By David Gledhill, Marketing & Communications Lead
Another week in lockdown, but there is good reason for optimism that we will come out of this sooner rather than later.
The vaccines are being rolled out across the Bay, with most still being delivered at the Riviera Centre in Torquay where there is an endless stream of visitors receiving their jabs.
Our volunteer marshals are braving freezing temperatures for anything from three to four and a quarter hours in three shifts every day from 8am until 6:30pm every day, Monday to Saturday.
But far from complaining people are asking for more shifts than we can give them and our Helpline on 01803 446022 is receiving more offers to marshal and chaperone every hour that it is open from 10am to 6pm, Monday to Friday and from 9:30 am to 12:30 pm on Saturdays.
If we haven’t called you up yet to help with vaccinations, don’t worry, we have you on our system, and we will get to you because we are all in this for the long haul until everyone in the Bay who wants a vaccination, has had one.
We have added a new layer of COVID security for all who step up to help at the Riviera Centre with lateral flow testing carried out every three or four days, or at the end of the shift depending on how often people are working.
The test gives everyone – volunteers, patients and medical staff that extra bit of reassurance that we are remaining on top of the virus as we strive to eliminate it altogether.
The Torbay Community Helpline, which is the pivot for all this activity has now been open and taking calls for more than 320 days, and it has received more than 17,000 calls from people offering help and from people needing help.
From its humble beginnings (we had no idea what to expect) it has grown to provide expertise in all sorts of areas that were never envisaged, but determination has made sure the Helpline lives up to its boast – one call, that’s all.
We like to think that if we can’t answer your question immediately, we will find the answer for you, though we now have most bases covered from food and wellbeing through to finances and mental health.
And we are still finding new people that we have never dealt before – another 125 people last week – some volunteering, others needing the help of those volunteers – meaning that we have now been contacted by more than 5,550 people.
Calls are coming in at the rate of up to 100 a day, pushing the total received to more than 17,100, and each call is a fresh challenge in the race to make sure that no-one goes hungry and no-one is left isolated.
Our call handlers – a mix of staff from our partner organisations as well as volunteers, are finding the calls longer and more complex as the requests become ever more perplexing.
No longer are the calls simply about having some shopping done or having a prescription collected as they were at the beginning of lockdown one. They now combine a need for food and medications with other more involved issues around mental health and finances.
We ask all callers to the Helpline about their mood and flag those that need further help, but in the last few months we have helped triage more than 600 people whose mental health is suffering, and we see more every day.
Hand in hand with mental health go some of the triggers, and that too is reflected in an increase in calls from people who need a food parcel, some for whom food poverty is a new reality, never faced before.

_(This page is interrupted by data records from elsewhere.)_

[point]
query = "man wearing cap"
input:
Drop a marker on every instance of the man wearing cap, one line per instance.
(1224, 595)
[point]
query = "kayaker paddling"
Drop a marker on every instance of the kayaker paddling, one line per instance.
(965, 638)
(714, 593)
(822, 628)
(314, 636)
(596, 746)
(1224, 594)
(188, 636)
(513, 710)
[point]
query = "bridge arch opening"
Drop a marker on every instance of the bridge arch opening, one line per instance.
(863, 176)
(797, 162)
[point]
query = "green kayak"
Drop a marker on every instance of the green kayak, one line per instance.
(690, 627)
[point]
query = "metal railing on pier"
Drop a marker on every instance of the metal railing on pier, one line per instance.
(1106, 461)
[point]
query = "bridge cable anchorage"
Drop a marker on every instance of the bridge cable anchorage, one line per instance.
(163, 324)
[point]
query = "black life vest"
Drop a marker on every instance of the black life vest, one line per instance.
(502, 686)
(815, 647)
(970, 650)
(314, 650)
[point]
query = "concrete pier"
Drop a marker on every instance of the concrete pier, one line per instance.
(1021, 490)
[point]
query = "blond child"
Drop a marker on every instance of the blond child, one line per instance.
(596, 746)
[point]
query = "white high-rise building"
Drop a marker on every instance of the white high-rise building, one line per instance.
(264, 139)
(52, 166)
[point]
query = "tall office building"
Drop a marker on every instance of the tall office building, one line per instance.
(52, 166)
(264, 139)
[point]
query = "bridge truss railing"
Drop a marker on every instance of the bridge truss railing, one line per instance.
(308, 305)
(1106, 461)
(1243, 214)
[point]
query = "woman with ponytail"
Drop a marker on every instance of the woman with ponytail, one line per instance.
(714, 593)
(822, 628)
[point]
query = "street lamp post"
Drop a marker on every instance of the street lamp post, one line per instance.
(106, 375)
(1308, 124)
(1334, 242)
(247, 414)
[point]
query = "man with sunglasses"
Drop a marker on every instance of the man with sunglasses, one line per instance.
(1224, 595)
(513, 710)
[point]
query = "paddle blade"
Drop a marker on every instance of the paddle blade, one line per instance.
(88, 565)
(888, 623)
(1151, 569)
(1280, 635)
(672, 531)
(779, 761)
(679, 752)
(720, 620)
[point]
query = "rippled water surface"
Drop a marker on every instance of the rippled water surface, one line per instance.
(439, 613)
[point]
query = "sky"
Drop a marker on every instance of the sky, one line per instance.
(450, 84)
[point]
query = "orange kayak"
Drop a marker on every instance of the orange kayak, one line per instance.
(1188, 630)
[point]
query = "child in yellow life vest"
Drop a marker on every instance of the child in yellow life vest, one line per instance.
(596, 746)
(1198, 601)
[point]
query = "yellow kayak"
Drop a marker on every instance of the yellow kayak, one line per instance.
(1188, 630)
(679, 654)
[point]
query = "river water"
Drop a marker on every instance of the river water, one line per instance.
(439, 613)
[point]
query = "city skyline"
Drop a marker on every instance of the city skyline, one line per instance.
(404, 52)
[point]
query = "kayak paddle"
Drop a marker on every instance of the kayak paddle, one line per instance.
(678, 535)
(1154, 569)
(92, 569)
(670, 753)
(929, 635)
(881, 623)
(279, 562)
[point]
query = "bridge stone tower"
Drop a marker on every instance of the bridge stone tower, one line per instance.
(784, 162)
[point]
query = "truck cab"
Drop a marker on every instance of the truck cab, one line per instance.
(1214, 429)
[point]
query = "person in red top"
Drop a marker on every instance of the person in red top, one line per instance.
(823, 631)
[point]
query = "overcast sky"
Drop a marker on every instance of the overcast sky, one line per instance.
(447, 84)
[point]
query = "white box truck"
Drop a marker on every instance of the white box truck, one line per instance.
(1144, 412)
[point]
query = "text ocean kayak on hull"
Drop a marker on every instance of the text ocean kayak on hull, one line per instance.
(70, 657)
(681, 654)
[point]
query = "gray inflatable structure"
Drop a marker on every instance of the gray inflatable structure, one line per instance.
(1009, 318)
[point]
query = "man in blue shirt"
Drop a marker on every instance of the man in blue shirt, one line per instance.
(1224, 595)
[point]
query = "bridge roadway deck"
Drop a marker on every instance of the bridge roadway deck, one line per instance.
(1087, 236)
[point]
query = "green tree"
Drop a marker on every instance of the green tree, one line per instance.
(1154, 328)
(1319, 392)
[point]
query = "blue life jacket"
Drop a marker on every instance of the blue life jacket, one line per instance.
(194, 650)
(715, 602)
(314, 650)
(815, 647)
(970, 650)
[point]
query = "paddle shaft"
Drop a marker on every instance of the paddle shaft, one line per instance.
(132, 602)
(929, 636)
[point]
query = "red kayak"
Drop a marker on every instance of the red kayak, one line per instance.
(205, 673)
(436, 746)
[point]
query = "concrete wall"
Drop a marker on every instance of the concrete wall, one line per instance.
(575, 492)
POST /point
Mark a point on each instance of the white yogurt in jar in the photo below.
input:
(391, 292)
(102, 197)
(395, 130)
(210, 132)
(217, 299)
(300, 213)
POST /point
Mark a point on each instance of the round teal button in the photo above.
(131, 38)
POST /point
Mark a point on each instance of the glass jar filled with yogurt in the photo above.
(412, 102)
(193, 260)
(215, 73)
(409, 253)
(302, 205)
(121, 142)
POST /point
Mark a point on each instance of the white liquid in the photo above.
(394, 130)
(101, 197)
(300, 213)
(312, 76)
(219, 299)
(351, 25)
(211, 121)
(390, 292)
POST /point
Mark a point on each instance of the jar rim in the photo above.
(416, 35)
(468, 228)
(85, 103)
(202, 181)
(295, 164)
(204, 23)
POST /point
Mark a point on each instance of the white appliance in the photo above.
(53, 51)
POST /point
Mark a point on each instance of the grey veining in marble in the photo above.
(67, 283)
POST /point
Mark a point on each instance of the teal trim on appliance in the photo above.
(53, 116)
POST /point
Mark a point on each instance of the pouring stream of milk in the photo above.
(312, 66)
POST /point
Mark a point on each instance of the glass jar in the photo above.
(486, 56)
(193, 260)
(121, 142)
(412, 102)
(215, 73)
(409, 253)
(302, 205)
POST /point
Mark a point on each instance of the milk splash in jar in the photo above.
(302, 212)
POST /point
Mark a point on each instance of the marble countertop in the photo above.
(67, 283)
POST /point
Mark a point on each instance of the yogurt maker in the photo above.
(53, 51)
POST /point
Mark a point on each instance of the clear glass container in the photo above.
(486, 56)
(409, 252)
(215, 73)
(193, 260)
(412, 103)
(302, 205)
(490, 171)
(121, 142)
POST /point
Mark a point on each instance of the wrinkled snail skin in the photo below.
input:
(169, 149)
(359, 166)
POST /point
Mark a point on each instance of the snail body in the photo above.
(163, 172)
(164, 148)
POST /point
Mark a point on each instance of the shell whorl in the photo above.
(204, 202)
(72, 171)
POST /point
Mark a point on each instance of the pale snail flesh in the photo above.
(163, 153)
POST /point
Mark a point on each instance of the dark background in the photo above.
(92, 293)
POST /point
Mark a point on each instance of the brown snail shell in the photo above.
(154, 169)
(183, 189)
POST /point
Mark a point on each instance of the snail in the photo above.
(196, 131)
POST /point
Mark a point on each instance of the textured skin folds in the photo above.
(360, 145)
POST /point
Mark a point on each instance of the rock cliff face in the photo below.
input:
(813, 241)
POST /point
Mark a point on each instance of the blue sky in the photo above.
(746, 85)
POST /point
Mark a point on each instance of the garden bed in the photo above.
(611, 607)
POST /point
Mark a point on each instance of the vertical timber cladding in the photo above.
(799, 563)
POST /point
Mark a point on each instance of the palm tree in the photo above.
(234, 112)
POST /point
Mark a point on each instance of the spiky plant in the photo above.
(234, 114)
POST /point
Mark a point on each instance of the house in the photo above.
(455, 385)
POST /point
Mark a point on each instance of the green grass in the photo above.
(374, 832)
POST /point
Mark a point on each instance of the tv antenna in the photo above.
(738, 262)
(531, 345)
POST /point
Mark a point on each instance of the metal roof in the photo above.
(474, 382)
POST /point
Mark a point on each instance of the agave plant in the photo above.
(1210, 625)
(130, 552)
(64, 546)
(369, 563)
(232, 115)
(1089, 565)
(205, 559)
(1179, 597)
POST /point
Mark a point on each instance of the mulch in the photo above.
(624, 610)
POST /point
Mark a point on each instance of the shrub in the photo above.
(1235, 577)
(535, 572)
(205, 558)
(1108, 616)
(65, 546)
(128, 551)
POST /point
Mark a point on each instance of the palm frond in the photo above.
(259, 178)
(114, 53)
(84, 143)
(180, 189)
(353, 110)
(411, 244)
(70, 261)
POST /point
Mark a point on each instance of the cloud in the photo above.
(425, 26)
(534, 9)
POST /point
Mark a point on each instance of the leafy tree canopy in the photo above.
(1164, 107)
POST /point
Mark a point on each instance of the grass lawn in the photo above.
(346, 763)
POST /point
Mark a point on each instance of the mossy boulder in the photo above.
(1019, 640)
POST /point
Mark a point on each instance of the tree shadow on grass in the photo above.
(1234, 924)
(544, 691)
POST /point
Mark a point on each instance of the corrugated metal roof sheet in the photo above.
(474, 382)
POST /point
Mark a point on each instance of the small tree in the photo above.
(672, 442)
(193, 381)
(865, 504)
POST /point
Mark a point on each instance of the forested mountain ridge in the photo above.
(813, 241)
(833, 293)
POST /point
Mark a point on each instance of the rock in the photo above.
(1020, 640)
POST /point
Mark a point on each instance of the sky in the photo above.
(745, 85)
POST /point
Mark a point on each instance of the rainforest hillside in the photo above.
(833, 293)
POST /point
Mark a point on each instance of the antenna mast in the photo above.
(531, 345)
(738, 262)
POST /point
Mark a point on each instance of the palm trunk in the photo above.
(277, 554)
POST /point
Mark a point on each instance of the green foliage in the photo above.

Furloughed and suddenly out of work people are way past feeling the pinch, they are facing the pain of having had no salaried income for months, and they need help sorting out their finances as they go into meltdown.
The Torbay Food Alliance, which represents all the food banks across the Bay, estimates that they are providing around 10,000 meals a week and given the economic impact of the virus, that can only get worse.
As with the vaccinations, we are on a long journey, a journey that we neither know the distance nor the duration; all we know is that we are in it for the long haul.